Ruthenium is among the rare transition metals that the world uses in many industrial and commercial applications. The annual production is at 12 tons a year while the world reserves are estimated at 5,000 tons – and at this rate, the chemical element is, indeed, as valuable as they come! The applications range from electrical contacts and thick-film resistors as the major uses to chemistry catalyst and platinum alloys as the minor uses, as well as several experimental uses in solar energy production and data storage, among others.

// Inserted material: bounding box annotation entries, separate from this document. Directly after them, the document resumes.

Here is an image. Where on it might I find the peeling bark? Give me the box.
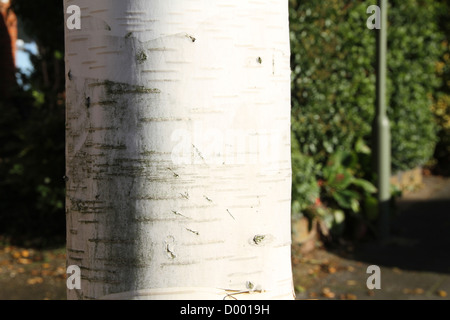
[64,0,293,299]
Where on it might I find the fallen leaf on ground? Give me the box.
[437,290,447,298]
[413,288,424,294]
[347,280,356,286]
[27,277,44,285]
[328,267,337,274]
[322,288,336,299]
[17,258,31,264]
[392,267,402,274]
[402,288,412,294]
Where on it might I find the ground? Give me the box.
[0,176,450,300]
[292,176,450,300]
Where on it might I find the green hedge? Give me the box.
[290,0,443,235]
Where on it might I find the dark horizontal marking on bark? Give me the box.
[96,51,122,54]
[161,260,200,267]
[67,248,84,253]
[139,118,186,122]
[227,270,264,278]
[185,228,199,236]
[129,196,178,201]
[229,256,258,261]
[68,255,83,261]
[92,144,127,150]
[148,79,181,82]
[88,46,108,50]
[181,240,225,247]
[119,19,146,27]
[204,256,236,261]
[88,239,138,244]
[90,9,108,14]
[89,80,161,94]
[131,217,188,223]
[101,258,148,268]
[78,220,99,224]
[81,276,121,284]
[166,61,192,64]
[70,38,89,42]
[123,11,146,15]
[88,127,117,132]
[142,70,179,73]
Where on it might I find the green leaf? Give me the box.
[352,179,377,193]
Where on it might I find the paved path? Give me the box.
[294,177,450,300]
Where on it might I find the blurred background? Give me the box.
[0,0,450,299]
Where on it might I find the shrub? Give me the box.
[290,0,443,238]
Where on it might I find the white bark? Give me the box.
[64,0,293,299]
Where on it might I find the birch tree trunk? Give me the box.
[64,0,293,299]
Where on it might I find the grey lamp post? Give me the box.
[374,0,391,240]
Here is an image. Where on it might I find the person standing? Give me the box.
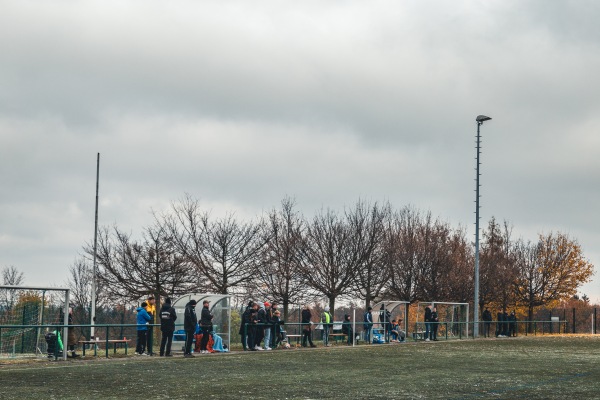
[200,300,214,354]
[254,303,267,350]
[67,307,79,358]
[239,300,254,351]
[481,307,492,337]
[342,314,354,346]
[183,300,198,357]
[425,306,431,342]
[269,302,281,349]
[159,297,177,357]
[431,307,440,342]
[248,302,260,351]
[496,307,504,337]
[135,302,150,355]
[302,304,317,347]
[363,307,373,344]
[263,301,273,350]
[146,295,156,356]
[321,306,333,347]
[508,310,517,337]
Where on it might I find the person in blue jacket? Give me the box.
[135,302,151,355]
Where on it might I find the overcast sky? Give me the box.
[0,0,600,301]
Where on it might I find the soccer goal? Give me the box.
[0,286,69,358]
[417,301,469,339]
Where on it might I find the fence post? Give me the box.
[104,325,110,358]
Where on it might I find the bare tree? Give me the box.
[67,257,100,335]
[166,196,265,294]
[86,221,195,304]
[255,198,308,320]
[385,207,422,302]
[0,265,25,309]
[301,210,361,310]
[346,201,390,307]
[479,217,518,310]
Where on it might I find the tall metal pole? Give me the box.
[473,121,482,337]
[90,153,100,340]
[473,115,491,338]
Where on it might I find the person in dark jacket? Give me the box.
[159,297,177,357]
[263,301,273,350]
[183,300,198,357]
[200,300,213,354]
[481,307,492,337]
[302,304,317,347]
[363,307,373,344]
[425,306,431,342]
[254,303,267,350]
[146,295,156,356]
[269,302,281,349]
[508,311,517,337]
[271,308,284,349]
[379,304,392,342]
[67,307,79,358]
[239,301,254,351]
[135,302,150,355]
[496,307,504,337]
[342,314,354,346]
[431,307,440,342]
[248,302,258,351]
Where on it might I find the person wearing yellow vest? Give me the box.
[321,306,333,346]
[146,295,156,356]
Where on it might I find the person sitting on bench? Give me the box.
[390,318,406,342]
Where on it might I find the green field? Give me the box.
[0,336,600,399]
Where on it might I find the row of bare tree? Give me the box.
[71,196,593,315]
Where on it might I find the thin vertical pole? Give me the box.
[90,153,100,340]
[473,121,482,338]
[352,308,356,347]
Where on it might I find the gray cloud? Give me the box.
[0,1,600,298]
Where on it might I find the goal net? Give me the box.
[0,286,68,358]
[417,301,469,339]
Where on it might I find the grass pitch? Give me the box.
[0,336,600,400]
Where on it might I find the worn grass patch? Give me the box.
[0,336,600,400]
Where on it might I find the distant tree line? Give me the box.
[70,196,593,317]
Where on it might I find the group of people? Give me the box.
[360,304,406,343]
[135,296,213,357]
[239,301,366,351]
[481,307,517,337]
[239,301,285,351]
[135,295,157,356]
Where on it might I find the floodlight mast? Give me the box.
[90,153,100,340]
[473,115,491,338]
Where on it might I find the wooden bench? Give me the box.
[285,333,302,343]
[79,339,129,357]
[329,332,348,343]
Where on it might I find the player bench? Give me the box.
[79,339,129,357]
[329,332,348,343]
[413,331,425,340]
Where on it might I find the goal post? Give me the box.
[417,301,469,338]
[0,285,70,360]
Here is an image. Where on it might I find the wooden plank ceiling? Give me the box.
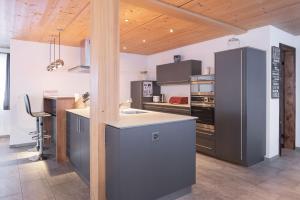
[0,0,300,55]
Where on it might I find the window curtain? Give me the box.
[3,54,10,110]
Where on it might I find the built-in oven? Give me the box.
[191,96,215,126]
[191,96,215,156]
[191,75,215,95]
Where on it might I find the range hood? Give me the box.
[68,39,91,73]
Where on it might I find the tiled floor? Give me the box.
[180,150,300,200]
[0,138,89,200]
[0,139,300,200]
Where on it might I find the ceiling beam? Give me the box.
[122,0,247,34]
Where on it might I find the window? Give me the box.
[0,53,9,110]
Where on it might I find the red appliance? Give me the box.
[169,97,189,104]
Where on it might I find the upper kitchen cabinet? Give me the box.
[156,60,202,85]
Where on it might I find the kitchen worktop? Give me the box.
[66,107,90,118]
[66,108,197,129]
[144,102,191,108]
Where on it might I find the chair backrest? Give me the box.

With that being said, the prices of ruthenium as a metal investment have its rise and fall through the years. In the past months from April 2017, the metal’s prices have risen to their highest levels in more than two years. Such increase can be partly attributed to the continued industrial buying coupled with the lack of offers, thus, pushing the bid/ask spread upwards.
Widely Varying Prices
The ruthenium price range increased from $40-$50 per ounce to $50-$60, a significant increase considering the current market. Many market sources even reported bids for as low as $43 while the sales were as high as $68 – and at these rates, the market may not be in a frenzy but it definitely caught the attention of investors. But emphasis must be made that these were only for small volumes, thus, possibly explaining the absence of an investor frenzy.
Most sources, nonetheless, agree that industrial consumers have been buying and buying. This was especially true in East Asia while the Far East market was also in on the act – the process jumped slightly in the area, too. Many market sources placed the physical deals from $50 to $60 per ounce, even $65 overnight, if reports are to be believed.
Even the $65 per ounce price is still in the low range. Many market analysts say that $80 may well be the prices in Asia, which isn’t surprising considering the aggressive need for ruthenium in its multiple markets.
The bottom line: The ruthenium prices varied widely depending on who was talking, as well as on what side of the fence they were straddling. But the fact still remains that ruthenium’s value increased significantly in the past months so there’s finally activity, so to speak, in the market.
Dead for Years
Let’s face it. The ruthenium industry has been dead, in more ways than one, for the past two years. This can be attributed to many factors, such as the sense of complacency that the industrial consumers have likely adopted because of the prices staying so low for so long. The waiting game that the industrial consumers have played in the past years has also contributed to the near-absence of significant activity in the market.
These industrial consumers, according to market analysts, were working down on their physical inventory. But perhaps the inflexion point was already reached wherein the physical inventory has become so low. At this point, people began hoarding ruthenium and, thus, its prices gained momentum. The result: A spread as high as $18 per ounce.
This analysis is further bolstered by the news that a few platinum group metals (PGM) mining companies in South Africa have reported being out of stock of ruthenium for a couple of months. The resulting confusion among industrial buyers contributed to the significant increase in prices and ask/bid spread.
Add the consistent bidding being conducted by the Asian industrial consumers coupled with a few traders increasing their offers and voila! The market is apparently suddenly alive with activity, which can be a boon or a bane depending on your perspective.
Ruthenium’s prices are always volatile for many reasons. This is a rare metal, for one thing, that can only be mined in tiny quantities from platinum ores – or to put it another way, it can only be extracted from platinum ores. The percentage of ruthenium found in platinum ores vary depending on where it was mined, usually 11% from South African mines and a mere 2% from mines in the former USSR.
The concentrated supply coupled with the market’s small size also contributes to its volatile prices. The price swings can then be significant, as is the case in 2017 and in 2008 during the global financial crisis.
The prices for ruthenium are also affected by the prices of rhodium, the sister metal of ruthenium, and platinum. In most cases, the ruthenium prices move with these metals because all of them are mined and produced in similar processes. There’s also the fact that ruthenium and rhodium are used in the transportation industry, especially in cars and airplanes, so its activities also affect the metals’ prices.
If you’re into ruthenium investments, you should strive to be on your toes about the ups and downs of its market. You don’t want to be caught flat-footed while the rest of your fellow investors are raking in the profits. Your sense of vigilance will work to your advantage in many ways.